Hey The Hollows! How's 2021 been for you? ROB: In a word, roughsauce. ERIK: Dynamic, to say the least. ROB: But getting to release Lonesome Ghost was definitely a bright spot!

You've finished the year on a high with the release of your brilliant new EP, Lonesome Ghost. How has it been received? ERIK: Thank you— thus far we've had a lot of great feedback from fans old and new. ROB: Yeah, we’ve received wonderfully kind responses across the board. ERIK: People who have known us a long time have been very complimentary about the progress that we've made in our collaborative relationship with one another, and this record feels like we're as tightly knit as an ensemble as ever. ROB: From those who know our work already, the consensus is that Lonesome Ghost is our “most Hollows” record to date.

How was the writing and recording process? ROB: It varied a lot, depending on the song. Every Hollows tune has its own unique gestation period, not only for the principal songwriter, but for the group’s process of collaborating on the end result. But more so than on any previous Hollows record, these songs were all pretty “new” at the time of recording. ERIK: It was very intimate, and we took a lot of time workshopping these songs before looping in the rhythm section, so there is a lot of delicate craftsmanship that ended up materializing. DAVE: Right— we were just sort of casually bouncing new material around, even without any particular goal like a recording project in mind.

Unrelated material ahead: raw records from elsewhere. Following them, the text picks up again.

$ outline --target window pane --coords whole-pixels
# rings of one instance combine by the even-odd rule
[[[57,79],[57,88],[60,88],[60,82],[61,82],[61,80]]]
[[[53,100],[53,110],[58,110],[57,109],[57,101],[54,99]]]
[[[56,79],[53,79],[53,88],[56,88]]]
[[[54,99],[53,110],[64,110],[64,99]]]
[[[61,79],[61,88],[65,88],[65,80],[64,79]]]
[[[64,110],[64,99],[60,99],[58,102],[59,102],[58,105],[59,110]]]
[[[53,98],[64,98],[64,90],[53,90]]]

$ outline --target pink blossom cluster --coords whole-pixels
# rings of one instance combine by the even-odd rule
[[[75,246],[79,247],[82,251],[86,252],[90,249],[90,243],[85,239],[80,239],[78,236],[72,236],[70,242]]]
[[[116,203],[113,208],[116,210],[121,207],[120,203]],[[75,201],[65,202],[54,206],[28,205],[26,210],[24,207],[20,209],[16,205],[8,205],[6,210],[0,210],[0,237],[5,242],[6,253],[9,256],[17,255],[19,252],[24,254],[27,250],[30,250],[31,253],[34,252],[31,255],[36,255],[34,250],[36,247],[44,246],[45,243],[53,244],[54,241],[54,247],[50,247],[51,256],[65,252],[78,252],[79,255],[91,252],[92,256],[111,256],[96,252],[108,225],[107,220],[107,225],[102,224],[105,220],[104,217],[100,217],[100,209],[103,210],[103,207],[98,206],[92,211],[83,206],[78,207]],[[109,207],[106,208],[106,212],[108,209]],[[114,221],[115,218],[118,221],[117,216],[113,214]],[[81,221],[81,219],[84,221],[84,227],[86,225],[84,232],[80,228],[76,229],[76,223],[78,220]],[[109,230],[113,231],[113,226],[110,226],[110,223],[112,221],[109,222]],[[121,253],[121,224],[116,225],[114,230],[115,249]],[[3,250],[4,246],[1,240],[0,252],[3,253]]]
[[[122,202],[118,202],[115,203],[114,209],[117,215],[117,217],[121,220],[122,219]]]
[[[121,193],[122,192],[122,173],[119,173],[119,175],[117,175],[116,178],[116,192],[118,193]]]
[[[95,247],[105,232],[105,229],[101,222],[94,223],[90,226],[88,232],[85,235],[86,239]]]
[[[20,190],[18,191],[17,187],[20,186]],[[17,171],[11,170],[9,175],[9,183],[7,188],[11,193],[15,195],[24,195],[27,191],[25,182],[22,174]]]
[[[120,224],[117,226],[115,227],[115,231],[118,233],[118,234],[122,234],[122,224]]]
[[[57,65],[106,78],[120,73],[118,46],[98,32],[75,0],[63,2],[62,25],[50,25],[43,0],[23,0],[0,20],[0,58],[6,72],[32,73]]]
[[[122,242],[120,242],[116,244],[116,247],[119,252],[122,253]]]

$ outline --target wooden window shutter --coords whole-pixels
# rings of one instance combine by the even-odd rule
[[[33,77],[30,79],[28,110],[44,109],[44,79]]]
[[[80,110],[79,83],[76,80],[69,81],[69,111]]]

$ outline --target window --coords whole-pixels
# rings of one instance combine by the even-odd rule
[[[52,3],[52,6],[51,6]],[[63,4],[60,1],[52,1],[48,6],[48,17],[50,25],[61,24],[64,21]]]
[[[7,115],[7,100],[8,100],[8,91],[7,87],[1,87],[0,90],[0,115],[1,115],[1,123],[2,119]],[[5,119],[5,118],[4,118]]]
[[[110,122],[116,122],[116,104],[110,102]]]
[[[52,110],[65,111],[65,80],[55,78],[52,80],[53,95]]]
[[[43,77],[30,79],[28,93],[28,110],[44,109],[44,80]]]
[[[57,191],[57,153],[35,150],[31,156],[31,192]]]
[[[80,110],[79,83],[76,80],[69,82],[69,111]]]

We had recently come off 30 or 40 dates on the road after a big album cycle, so at the time it was more about taking a minute to breathe. As a result there’s a very comfortable and organic quality to this collection, I think. ERIK: As far as recording is concerned, working with James Frazee is always completely painless. We were only in the studio for a couple of days to knock these songs out, with some small overdubs later on here and there. ROB: James has a dynamite set of ears, not just in the studio, but also in pre-production. He’s very hands-on about song structure and makes brilliant suggestions that we’d likely never have imagined on our own. He’s also not precious about anything, which creates a nice open environment for creating.

'Duncan Bay' is a particular highlight, what is the meaning behind this one? DAN: Duncan Bay is an actual place at the top of the Lower Peninsula of Michigan. It's a place where the sandy Lake Huron shores are dotted with tall pine trees. My mother and father would take me there almost every day in the summer. It's always been magical and it always will be. The song is memory; a lullaby written for my parents. It's about childhood dreams that live on when you're an adult— and what I find so striking is the arrangement of the song and the role of everyone's parts. You can hear the water hitting the shore, the pines swaying, the sun setting, the reeds whispering, the bird song. It's all there. Duncan Bay in musical form.

You delve through the dark roots of Americana and country on this body of work, any particular influences as a group for your sound? ROB: Each member of The Hollows has their own set of influences that they bring to the table. ERIK: It's really the deep and quirky individual tastes we have that end up making their way into the work. What makes us strong as an ensemble is the fact that we all have different aesthetics and turn-ons musically, and that diversity ends up being celebrated when we get into a room together. We've always been interested in trying to find our own voice as a group, without worrying too much about following anyone else's particular blueprint for what sounds good.

Is there anything else you'd like to add?

ERIK: Happy Holidays, wear a mask and stay safe!